There are still considerable reservations against homosexuals in the countries of the EU, and particularly in Turkey. One reason for these discriminatory prejudices can be religiosity. People with a religious affiliation show less tolerance for homosexuality than people who do not belong to any religion (Gerhards 2010: 19). In addition, Orthodox Christians, Catholics and Muslims tend to be more hostile to homosexuality than Protestants. And the more closely religious people are bound to their religious institution, the more resolutely they reject homosexuality.

The term homosexuality suggests a clear distinction from heterosexuality. According to sex research and gender theories, however, there is no such clear demarcation. The clear distinction between homosexuality and heterosexuality is a modern fiction, but one that has itself created facts. When it comes to same sex, the question arises of what 'gender' is and who determines it, why and for what purposes. This question is always (also) a question of power. Constellations of power, however, are changeable, and so it can be shown, both in historical and cultural comparisons, that homosexuality has sometimes challenged very different answers from the religions.

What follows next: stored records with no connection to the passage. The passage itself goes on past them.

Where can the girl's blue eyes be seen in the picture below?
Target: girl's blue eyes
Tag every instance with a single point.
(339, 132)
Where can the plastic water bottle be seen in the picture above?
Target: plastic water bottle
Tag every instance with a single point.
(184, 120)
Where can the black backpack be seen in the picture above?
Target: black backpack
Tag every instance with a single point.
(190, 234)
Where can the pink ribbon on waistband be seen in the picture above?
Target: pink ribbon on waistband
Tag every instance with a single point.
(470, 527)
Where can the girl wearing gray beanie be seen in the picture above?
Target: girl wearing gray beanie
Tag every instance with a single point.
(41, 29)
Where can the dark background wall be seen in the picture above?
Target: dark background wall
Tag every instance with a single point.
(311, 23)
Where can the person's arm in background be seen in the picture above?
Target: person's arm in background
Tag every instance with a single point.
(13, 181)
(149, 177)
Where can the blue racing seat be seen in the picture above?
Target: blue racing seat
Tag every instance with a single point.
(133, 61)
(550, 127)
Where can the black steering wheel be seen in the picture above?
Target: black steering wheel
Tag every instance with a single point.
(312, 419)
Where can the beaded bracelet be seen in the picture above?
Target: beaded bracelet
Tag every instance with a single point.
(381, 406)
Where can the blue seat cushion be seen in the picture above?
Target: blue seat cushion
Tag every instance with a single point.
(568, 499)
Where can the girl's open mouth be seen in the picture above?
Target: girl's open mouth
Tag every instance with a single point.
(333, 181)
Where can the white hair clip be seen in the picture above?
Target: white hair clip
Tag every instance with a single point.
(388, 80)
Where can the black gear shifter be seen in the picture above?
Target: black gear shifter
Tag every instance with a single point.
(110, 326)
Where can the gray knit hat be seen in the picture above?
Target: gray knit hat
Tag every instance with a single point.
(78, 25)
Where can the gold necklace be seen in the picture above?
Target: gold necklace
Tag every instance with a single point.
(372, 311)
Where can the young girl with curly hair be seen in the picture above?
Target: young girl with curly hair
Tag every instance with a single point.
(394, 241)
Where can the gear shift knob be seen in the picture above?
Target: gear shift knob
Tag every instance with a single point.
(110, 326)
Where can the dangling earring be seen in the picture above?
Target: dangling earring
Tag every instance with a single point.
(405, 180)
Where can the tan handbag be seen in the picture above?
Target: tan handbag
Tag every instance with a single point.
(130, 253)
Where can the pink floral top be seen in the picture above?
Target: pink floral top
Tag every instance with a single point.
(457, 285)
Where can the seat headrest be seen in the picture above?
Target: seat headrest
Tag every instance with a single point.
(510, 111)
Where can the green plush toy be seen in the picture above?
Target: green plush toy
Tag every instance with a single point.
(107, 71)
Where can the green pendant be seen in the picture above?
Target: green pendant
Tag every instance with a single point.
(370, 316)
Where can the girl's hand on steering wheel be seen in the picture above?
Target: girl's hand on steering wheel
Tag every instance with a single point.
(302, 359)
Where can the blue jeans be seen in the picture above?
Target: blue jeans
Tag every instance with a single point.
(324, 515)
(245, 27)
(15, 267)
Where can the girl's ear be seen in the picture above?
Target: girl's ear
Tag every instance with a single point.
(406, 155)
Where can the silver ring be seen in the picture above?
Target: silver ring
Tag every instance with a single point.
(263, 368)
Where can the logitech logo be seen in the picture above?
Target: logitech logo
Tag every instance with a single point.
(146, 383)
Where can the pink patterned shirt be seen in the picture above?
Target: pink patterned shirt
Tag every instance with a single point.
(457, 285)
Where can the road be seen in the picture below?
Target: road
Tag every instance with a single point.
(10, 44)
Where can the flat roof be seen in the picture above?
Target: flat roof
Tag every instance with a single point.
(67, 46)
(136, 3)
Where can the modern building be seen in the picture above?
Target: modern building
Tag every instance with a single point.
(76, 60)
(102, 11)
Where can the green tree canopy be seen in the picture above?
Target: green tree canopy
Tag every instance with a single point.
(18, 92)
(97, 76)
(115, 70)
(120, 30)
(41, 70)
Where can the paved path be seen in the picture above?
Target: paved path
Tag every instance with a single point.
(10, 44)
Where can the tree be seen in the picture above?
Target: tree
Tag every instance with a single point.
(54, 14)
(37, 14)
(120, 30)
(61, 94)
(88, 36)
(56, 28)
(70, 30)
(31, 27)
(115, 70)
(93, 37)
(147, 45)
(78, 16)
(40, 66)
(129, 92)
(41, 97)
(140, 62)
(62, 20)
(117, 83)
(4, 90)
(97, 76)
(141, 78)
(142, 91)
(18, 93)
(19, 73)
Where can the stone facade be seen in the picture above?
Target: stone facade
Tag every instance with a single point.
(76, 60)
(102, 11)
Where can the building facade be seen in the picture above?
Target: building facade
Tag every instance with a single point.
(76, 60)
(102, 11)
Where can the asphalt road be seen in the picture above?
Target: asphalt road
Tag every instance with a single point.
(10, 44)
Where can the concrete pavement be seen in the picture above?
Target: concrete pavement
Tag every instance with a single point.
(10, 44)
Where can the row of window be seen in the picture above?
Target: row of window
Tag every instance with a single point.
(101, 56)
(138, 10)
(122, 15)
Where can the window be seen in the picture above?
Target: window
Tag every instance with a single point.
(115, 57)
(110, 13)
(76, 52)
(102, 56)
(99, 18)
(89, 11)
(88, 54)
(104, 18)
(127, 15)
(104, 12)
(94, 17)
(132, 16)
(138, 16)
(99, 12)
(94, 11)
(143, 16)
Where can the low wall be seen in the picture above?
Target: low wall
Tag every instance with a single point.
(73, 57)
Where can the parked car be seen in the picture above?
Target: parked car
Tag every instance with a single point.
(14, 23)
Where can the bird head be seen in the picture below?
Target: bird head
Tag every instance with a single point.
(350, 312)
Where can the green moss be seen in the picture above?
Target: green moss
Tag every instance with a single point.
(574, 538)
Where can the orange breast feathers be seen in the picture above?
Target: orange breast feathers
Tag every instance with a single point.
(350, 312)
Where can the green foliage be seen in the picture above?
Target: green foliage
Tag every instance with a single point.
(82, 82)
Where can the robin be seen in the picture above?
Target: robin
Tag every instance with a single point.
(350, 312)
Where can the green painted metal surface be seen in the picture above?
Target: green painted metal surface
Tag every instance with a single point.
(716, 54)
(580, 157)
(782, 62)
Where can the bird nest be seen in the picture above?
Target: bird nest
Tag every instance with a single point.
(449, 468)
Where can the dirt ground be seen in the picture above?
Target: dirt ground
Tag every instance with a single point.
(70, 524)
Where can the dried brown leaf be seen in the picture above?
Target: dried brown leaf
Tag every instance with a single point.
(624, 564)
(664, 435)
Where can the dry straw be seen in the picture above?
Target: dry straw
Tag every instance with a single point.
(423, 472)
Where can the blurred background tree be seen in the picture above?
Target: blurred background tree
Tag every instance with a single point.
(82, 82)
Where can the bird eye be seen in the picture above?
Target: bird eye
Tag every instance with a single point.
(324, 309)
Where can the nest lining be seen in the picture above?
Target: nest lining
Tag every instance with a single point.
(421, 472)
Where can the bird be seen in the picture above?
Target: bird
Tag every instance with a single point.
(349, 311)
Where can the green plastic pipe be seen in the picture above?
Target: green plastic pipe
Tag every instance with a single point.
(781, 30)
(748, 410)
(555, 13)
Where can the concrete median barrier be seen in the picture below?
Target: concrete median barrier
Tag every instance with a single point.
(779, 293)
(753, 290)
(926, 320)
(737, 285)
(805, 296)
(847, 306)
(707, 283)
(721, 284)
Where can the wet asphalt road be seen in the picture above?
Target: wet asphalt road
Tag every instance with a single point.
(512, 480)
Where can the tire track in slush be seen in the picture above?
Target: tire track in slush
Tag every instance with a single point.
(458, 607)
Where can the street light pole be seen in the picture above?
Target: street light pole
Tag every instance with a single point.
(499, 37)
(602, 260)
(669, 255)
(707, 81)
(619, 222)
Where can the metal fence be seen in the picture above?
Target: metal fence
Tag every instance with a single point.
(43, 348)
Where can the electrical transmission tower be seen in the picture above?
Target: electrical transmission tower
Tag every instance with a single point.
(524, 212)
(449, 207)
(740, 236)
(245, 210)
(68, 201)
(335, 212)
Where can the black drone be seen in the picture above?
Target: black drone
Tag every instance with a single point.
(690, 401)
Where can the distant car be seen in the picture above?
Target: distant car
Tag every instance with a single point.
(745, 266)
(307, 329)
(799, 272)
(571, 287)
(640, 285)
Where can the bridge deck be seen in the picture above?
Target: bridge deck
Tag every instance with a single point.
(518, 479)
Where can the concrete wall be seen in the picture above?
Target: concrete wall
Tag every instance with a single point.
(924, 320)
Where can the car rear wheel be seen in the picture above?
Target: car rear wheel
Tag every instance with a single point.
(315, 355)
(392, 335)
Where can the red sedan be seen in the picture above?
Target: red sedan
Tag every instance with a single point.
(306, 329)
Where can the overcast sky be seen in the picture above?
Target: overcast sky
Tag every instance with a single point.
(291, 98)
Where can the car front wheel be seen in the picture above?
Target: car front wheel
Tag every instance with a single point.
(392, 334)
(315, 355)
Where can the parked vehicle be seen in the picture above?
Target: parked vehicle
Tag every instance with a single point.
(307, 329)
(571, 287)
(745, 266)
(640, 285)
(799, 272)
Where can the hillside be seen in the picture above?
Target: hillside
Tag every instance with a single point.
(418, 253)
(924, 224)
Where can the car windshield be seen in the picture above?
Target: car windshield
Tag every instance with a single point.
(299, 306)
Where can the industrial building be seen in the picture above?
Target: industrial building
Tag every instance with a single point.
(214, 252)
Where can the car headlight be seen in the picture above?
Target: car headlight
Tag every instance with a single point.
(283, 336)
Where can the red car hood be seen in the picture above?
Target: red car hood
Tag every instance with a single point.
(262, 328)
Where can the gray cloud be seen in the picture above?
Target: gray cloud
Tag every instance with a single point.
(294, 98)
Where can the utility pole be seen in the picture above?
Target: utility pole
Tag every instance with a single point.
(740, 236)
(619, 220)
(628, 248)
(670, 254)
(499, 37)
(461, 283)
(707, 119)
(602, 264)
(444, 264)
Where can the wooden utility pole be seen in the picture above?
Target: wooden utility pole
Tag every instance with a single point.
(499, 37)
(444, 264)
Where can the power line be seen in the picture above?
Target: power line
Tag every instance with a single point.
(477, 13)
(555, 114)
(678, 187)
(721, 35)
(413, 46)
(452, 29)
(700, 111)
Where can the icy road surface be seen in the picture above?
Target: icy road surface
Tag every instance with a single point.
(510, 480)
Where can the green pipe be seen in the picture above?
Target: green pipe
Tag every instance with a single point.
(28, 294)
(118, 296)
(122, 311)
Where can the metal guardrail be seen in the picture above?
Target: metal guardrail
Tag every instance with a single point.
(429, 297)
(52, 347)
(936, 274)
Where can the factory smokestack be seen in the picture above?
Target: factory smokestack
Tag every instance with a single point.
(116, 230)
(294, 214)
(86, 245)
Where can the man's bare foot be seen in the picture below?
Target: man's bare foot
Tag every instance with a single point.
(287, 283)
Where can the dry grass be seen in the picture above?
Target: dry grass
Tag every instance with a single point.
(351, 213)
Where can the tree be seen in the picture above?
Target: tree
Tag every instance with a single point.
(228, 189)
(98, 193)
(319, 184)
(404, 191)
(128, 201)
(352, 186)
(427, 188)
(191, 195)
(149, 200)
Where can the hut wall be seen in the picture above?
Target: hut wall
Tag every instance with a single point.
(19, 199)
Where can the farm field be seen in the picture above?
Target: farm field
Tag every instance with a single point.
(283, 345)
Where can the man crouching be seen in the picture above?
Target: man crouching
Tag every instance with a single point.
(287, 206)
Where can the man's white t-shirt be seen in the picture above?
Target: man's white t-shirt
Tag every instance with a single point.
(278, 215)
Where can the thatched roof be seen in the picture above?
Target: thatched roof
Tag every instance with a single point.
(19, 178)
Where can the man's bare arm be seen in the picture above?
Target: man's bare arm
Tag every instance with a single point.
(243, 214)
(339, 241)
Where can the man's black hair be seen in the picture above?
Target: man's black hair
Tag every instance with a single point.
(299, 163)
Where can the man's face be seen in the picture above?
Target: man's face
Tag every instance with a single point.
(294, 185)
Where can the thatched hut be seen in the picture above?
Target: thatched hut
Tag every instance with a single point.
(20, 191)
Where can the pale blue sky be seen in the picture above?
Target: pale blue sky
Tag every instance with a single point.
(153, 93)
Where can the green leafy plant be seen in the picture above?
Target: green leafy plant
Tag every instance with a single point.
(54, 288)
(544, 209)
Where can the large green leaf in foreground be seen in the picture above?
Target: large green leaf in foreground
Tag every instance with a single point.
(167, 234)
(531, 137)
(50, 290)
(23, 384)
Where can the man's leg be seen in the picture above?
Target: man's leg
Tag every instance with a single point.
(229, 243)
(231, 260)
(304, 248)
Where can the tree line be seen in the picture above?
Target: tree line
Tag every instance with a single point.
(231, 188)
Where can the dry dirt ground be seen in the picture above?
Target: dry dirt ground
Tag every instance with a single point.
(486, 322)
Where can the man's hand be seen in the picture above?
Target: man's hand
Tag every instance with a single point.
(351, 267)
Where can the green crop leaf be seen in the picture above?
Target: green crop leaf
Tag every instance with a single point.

With the Abrahamic religions of Judaism, Christianity and Islam, an ideal has historically established itself in which sex serves the purpose of procreation. This development, but also that of other religious traditions, which were more ambiguous or more balanced towards same-sex love, is told in an exciting way by William Naphy (2006) in his book Born to Be Gay: A History of Homosexuality. As a result, the Christian-Western form of moral devaluation of homosexuality is the exception. In many religious traditions we find deities who display just such behavior; Hindu deities, for example, who not only practice same-sex love, but also change their sex. And like the deities, so are the people: the Indian hijras, who as a rule biological men assume a female or gender-crossing identity, are the most prominent example of this. In addition to depicting same-sex practices as an aspect of life, there are more restrained tones in translations and interpretations of legal texts such as the Manu code. The Buddha himself did not make any explicit statements about same-sex acts, there are stricter rules for Buddhist monks and nuns than for laypeople, and the Dalai Lama sees homosexuality as a form of sexual misconduct.

Naphy recognizes a moderate to merely negative attitude towards male homosexuality towards the passive partner. In some cases, however, he also identifies an appreciation through ritualization in a large number of non-Abrahamic traditions (pre-colonial India, China, Africa, ancient Greece, Africa and Melanesia). In the Christian view that has become dominant, however, sex, which only serves pleasure, was rated negatively and associated with guilt and sin. Gay sex was classified as the Old Testament sin of Sodom (Gen 19), hence the term sodomy. The interpretation of this Bible text is, however, controversial, as is the prohibition in Leviticus 18:22: "You must not sleep with a man as you sleep with a woman; that would be an abomination" (standard translation). One of the points of contention is whether this only excludes anal intercourse between men or all homosexual activity. [1] Another point of contention is whether such biblical texts can even be applied to today's forms of relationships. In proportion, lesbian sexuality has received less attention, since active sexuality was only intended for men. Bisexual sexuality also had to fight for its place and still has to do so in parts of the community today.


  1. More about the history of the impact of this text and its interpretations can be found at: Reck 2008. In my opinion, it should be noted that this story is primarily and almost exclusively a story of same-sex men, to which lesbian and bisexual sexualities were, as it were, subsumed late.